1 2/3 cups Roberts Half and Half, scalded
1 package active dry yeast
5 tablespoons sugar
1/2 cup warm water
3 Roberts Egg Yolks
1/4 cup shortening, melted and cooled
1 tablespoon salt
5-5 1/2 cups flour, sifted
1/4 cup Roberts Butter, melted
2 cups Fruit Filling

Preparation

Cool half and half to lukewarm. Meanwhile, soften yeast and 1 tablespoon sugar in warm water; allow to stand 5 minutes. Mix egg yolks, melted shortening, salt and remaining sugar with half and half; add yeast mixture. Gradually stir in flour until dough is smooth and can be lifted in a mass on a spoon. Keep dough as soft as can be handled; place in a buttered bowl, cover and allow to rise in a warm place until double in bulk. Stir down dough and allow to rest 10 minutes. Roll out dough on a floured surface to 1/3 inch thickness. Cut with a floured 2 1/2 inch round floured cutter; place on buttered baking sheets about 1 inch apart.

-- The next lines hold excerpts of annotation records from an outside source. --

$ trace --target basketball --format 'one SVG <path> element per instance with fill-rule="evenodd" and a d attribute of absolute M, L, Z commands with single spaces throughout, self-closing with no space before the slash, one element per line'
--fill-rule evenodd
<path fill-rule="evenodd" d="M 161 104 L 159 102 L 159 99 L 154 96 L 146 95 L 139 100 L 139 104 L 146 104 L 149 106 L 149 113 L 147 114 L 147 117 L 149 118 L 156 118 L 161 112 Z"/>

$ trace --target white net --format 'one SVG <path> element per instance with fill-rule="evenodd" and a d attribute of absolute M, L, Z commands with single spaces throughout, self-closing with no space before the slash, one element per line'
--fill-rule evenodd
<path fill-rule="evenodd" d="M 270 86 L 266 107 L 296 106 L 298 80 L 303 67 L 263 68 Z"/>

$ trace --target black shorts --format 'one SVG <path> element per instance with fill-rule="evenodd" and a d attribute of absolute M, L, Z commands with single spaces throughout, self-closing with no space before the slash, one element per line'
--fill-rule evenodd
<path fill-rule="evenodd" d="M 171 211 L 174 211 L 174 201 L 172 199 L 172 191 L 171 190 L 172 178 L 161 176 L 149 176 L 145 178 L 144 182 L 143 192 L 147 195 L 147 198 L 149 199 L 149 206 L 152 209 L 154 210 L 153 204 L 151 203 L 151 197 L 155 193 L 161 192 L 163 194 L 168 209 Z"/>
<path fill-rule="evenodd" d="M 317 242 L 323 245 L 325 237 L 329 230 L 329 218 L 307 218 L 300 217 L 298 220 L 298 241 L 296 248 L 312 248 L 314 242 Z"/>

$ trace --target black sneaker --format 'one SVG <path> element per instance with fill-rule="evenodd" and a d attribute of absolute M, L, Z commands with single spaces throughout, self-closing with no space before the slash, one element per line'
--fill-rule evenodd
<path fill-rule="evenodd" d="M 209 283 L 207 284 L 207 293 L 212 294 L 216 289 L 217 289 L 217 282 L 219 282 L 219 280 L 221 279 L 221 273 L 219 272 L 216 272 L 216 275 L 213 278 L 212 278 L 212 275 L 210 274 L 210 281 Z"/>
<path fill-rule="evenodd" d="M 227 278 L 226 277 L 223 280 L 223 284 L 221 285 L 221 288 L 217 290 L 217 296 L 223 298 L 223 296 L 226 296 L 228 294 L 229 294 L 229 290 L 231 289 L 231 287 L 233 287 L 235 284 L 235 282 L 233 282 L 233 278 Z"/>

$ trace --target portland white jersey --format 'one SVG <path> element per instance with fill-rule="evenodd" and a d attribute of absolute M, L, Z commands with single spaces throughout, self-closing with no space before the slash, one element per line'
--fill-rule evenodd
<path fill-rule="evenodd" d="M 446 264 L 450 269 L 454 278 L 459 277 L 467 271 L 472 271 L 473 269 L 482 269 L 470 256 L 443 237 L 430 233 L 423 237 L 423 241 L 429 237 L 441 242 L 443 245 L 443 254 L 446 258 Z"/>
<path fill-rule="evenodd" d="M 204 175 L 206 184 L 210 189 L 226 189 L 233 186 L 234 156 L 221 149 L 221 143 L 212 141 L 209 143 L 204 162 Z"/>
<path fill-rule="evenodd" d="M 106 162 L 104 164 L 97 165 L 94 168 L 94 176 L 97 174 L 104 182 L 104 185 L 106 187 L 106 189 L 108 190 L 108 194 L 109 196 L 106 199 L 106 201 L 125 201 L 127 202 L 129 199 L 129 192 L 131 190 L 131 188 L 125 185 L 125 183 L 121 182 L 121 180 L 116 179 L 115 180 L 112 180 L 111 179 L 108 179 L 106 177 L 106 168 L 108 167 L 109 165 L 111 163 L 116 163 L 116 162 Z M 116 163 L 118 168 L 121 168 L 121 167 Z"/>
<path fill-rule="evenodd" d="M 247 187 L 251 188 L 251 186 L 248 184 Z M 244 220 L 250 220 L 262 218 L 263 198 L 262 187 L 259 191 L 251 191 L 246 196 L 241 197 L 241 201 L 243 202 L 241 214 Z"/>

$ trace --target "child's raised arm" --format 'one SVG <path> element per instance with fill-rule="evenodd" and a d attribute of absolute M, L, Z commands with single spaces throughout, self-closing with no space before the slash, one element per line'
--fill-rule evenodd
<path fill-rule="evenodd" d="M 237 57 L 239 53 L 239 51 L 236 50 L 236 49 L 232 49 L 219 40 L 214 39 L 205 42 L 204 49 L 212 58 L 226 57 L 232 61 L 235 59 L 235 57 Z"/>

Cover and allow to rise in a warm place until light, about 40 to 45 minutes. Press indentation in center of each roll. Brush rolls with melted butter and fill centers with Fruit Filling. Bake at 375° for 15 to 18 minutes, or until nicely browned.

Recipe Contributed By: Mrs. L. A. Snyder North Bend, Nebraska

Yield: 2 dozen

Special note: we no longer distribute eggs or margarine, but have left the recipes as originally printed to maintain their integrity.